$N(p)$ can grow to $\infty$ however fast. Indeed, let $g\colon(0,\infty)\to(1,\infty)$ be any (say) strictly increasing continuous function, with $g(\infty-)=\infty$.
We want to show that for some nonnegative function $f$ such that $f\in L^p$ for all $p>0$ we have
\begin{equation*}
N(p)\ge g(p). \tag{1}\label{1}
\end{equation*}
Note that
\begin{equation*}
G(p):=g(p)^p>1
\end{equation*}
is also strictly increasing and continuous in $p$. Let
\begin{equation*}
h_p:=\frac1{G(p)}\in(0,1)
\end{equation*}
and
\begin{equation*}
a(x):=\frac2{G^{-1}(1/x)};
\end{equation*}
everywhere here, by default, $x\in(0,1)$.
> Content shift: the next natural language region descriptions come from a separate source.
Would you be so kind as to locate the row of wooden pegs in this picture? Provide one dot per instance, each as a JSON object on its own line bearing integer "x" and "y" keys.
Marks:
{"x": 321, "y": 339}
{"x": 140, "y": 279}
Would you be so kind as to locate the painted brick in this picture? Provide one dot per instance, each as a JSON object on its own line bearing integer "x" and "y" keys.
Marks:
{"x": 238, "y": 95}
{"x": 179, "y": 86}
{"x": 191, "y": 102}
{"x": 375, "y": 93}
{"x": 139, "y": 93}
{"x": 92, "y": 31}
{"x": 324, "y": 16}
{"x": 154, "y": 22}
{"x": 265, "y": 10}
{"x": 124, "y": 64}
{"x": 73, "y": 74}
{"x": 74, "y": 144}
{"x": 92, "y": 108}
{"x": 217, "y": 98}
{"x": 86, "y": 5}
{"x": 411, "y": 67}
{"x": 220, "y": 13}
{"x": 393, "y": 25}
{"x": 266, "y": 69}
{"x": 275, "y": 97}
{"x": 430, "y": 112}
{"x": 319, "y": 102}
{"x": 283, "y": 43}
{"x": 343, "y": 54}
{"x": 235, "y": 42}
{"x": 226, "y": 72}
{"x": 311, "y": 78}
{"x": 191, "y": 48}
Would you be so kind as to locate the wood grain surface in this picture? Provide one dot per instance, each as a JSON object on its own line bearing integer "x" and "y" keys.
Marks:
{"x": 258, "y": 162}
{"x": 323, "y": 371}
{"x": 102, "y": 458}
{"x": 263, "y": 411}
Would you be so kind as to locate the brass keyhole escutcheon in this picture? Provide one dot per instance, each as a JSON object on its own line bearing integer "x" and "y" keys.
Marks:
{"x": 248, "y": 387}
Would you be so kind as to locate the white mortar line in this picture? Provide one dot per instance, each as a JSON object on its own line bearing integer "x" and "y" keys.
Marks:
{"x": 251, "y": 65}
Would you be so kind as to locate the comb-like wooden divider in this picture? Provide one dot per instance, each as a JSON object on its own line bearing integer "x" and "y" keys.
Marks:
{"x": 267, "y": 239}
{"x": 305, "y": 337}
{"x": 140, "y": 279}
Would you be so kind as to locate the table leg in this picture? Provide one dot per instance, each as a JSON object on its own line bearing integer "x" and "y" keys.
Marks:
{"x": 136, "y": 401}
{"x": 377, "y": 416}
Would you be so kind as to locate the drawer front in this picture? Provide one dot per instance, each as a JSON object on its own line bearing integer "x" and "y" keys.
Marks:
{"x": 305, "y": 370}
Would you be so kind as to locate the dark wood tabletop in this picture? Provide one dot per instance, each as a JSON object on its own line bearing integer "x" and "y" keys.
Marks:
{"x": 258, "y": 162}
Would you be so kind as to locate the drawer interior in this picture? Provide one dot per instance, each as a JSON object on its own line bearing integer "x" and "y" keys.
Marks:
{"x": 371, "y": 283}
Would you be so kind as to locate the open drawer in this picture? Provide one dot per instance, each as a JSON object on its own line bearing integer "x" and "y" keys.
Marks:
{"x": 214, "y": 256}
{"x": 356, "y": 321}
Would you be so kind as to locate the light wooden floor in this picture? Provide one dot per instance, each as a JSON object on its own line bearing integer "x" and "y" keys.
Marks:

Note that $a(x)\downarrow0$ as $x\downarrow0$.
Moreover, the condition that $g$ is increasing means exactly that
\begin{equation*}
b(x):=a(x)\ln\tfrac1x
\end{equation*}
is decreasing in $x$.
Letting now \begin{equation*} f(x):=x^{-a(x)}=e^{b(x)} \end{equation*} and recalling that $a(x)\downarrow0$ as $x\downarrow0$, for each real $p>0$ we have $f(x)^p\le x^{-1/2}$ for all $x$ in a right neighborhood of $0$. Also, $f$ is bounded outside any right neighborhood of $0$. So, $f\in L^p$ for all $p>0$.
On the other hand, recalling that $b$ is decreasing, we have \begin{equation*} N(p)^p\ge \int_0^{h_p} f^p =\int_0^{h_p} e^{pb(x)}\,dx \ge h_p e^{pb(h_p)}=1/h_p=G(p)=g(p)^p, \end{equation*} so that \eqref{1} follows, as desired.